In Eigen library to implement A^T*A
one can write:
X.template triangularView<Lower>().setZero();
X.template selfadjointView<Lower>().rankUpdate(A.transpose());
Is there any better (more efficient) way to write it, if A is a lower triangular matrix? I tried following, but it gives compilation error:
X.template selfadjointView<Lower>().rankUpdate(A.template triangularView<Lower>().transpose());
It gives error:
error: no matching member function for call to 'rankUpdate'
Eigen typically includes only those matrix routines that have a corresponding function in BLAS. There is no BLAS routine for this particular case. One additional wrinkle is that Eigen's implementation of rankUpdate and triangular matrix multiplication are not parallelized unless you define -DEIGEN_USE_BLAS
and link against a BLAS library that does this, e.g. OpenBLAS.

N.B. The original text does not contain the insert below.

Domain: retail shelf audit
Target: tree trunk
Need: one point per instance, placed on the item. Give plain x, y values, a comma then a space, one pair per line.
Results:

I did some testing with various implementations.
void trtr(Eigen::MatrixXf& out, const Eigen::MatrixXf& in)
{
out = Eigen::MatrixXf::Zero(in.rows(), in.cols());
out.selfadjointView<Eigen::Lower>().rankUpdate(in.transpose());
out.triangularView<Eigen::StrictlyUpper>() = out.transpose();
}
Only parallelized with OpenBLAS. Then it is pretty fast, otherwise somewhat slow.
void trtr(Eigen::MatrixXf& out, const Eigen::MatrixXf& in)
{ out.noalias() = in.transpose() * in.triangularView<Eigen::Lower>(); }
Only parallelized with OpenBLAS. Even then it is somewhat slow.
void trtr(Eigen::MatrixXf& out, const Eigen::MatrixXf& in)
{ out.noalias() = in.transpose() * in; }
Always parallelized. Consistently fast.
I tried implementing my own version that splits the matrix in blocks to remove redundant operations. This is somewhat faster for large matrices, especially when using OpenBLAS.
It is not well tuned for small matrices.
void trtr_recursive
(Eigen::Ref<Eigen::MatrixXf> out,
const Eigen::Ref<const Eigen::MatrixXf>& in) noexcept
{
Eigen::Index size = out.rows();
if(size <= 16) {
/*
* Two notes:
* 1. The cutoff point is a possible tuning parameter
* 2. This is the only place where we assume that the upper triangle
* is initialized to zero. We can remove this assumption by making
* a copy of the input into a fixed size matrix. Use Eigen::Matrix
* with the MaxRows and MaxCols template argument for this
*/
out.selfadjointView<Eigen::Lower>().rankUpdate(in.transpose());
return;
}
Eigen::Index full = (size + 1) >> 1;
Eigen::Index part = size >> 1;
const auto& fullin = in.bottomLeftCorner(full, full);
const auto& bottomright = in.bottomRightCorner(part, part);
const auto& bottomleft = in.bottomLeftCorner(part, full);
out.topLeftCorner(full, full).selfadjointView<Eigen::Lower>()
.rankUpdate(fullin.transpose());
out.bottomLeftCorner(part, full).noalias() +=
bottomright.transpose().triangularView<Eigen::Upper>() *
bottomleft;
trtr_recursive(out.topLeftCorner(part, part),
in.topLeftCorner(part, part));
trtr_recursive(out.bottomRightCorner(part, part),
bottomright);
}
void trtr(Eigen::MatrixXf& out, const Eigen::MatrixXf& in)
{
out = Eigen::MatrixXf::Zero(in.rows(), in.cols());
trtr4_recursive(out, in);
out.triangularView<Eigen::StrictlyUpper>() = out.transpose();
}